I’ve been enjoying Patricio Betteo’s 365 project for a few years now and somehow never linked to it here. The illustrations are (I think) added daily, though there’ve been a few months where it’s not been updated at all (sounds familiar, can’t think why). It’s a regular source of inspiration for me, with a mix of illustrative styles, with occasional photographs and typographic designs, and always in a square format — the variety and quality are quite brilliant. Patricio Betteo is extraordinarily talented, and if you look through his blog or DeviantART portfolio you’ll probably notice you’ve seen some of his work at some point even if you’ve not heard his name. Well worth a look.
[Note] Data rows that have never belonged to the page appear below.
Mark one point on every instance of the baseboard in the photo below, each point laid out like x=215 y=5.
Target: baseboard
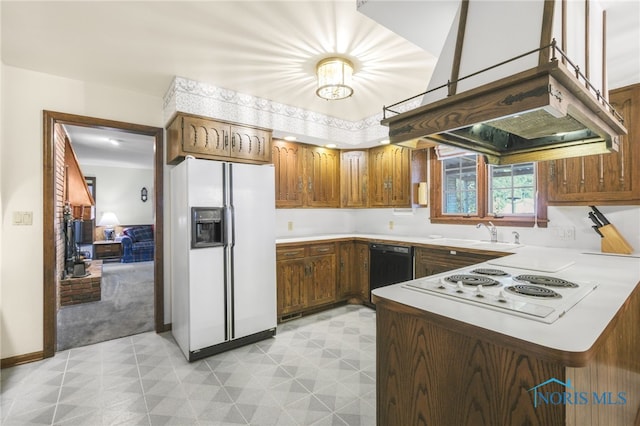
x=163 y=328
x=12 y=361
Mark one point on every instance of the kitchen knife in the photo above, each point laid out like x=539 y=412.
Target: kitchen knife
x=594 y=219
x=595 y=228
x=600 y=216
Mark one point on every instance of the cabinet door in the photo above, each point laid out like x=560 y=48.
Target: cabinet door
x=321 y=283
x=203 y=136
x=353 y=179
x=250 y=144
x=399 y=179
x=322 y=175
x=291 y=285
x=612 y=178
x=361 y=269
x=378 y=177
x=347 y=285
x=287 y=159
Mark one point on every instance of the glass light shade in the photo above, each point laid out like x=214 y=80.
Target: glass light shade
x=334 y=78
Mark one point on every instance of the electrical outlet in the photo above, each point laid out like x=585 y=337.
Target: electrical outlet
x=22 y=218
x=564 y=232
The illustrations highlight the use of basic blue tarpaulins in Indian cities by abstracting all the other elements and leaving just the shadows and the blue colour to define the scene. If in India the blue tarp is ubiquitous, as in Kulavoor’s words, “it makes for excellent sun-proofing, dust-proofing, pigeon-shit proofing, packaging, and temporary refugee camps.” they’re certainly familiar globally; I recall my father’s motorbikes being protected from the rain with them, a neighbour’s shed-rebuilding project shrouded in one (for years) and various festivals and outdoor markets seemingly constructed from them (and thickets of scaffolding poles). The book is available from Tadpole Store.
Created by Bart De Keyzer and Frederik Jacques, This is how I learn my ABC is a beautiful little educational app (or digital book, should you prefer) for the iPad. Clearly aimed at children, the app is delightfully presented with clean, crisp illustrations, bold typography and subtle animations, and therefore will probably get just as many designers as parents buying it (and I’d guess most of the overlap between those). The app is in three sections, the first a tour through the alphabet where you get to admire the big illustrations, hear the sounds of the animals and read a fact or two about each one, and the other two are quizzes that let you match the letter to the animal or vice versa, and keep score on how well you’re doing.
There are some posters available to buy on Society 6 as well (there’s no page listing all of them that I can see, so I’ve linked to D for Dog here). I think the name of the app is a little too dominant on them, if you got a ‘full set’ it’d look pretty strange — I’d rather they be more traditional with the illustration and animal name front and centre with the name of the app much less visible. After all, if you buy these for your home, who are you advertising to?
Very much a hey, look at this post, this. I’ve just seen a link to this collection on Things Magazine of Pelican Books covers for the 1960s (and each decade they were published). It’s interesting to see how the template developed along with the Penguin series until it all got a bit chaotic in the late ’70s and was discontinued in the 1980s. Joe Kral also maintains a collection of Penguin and Pelican covers on Flickr.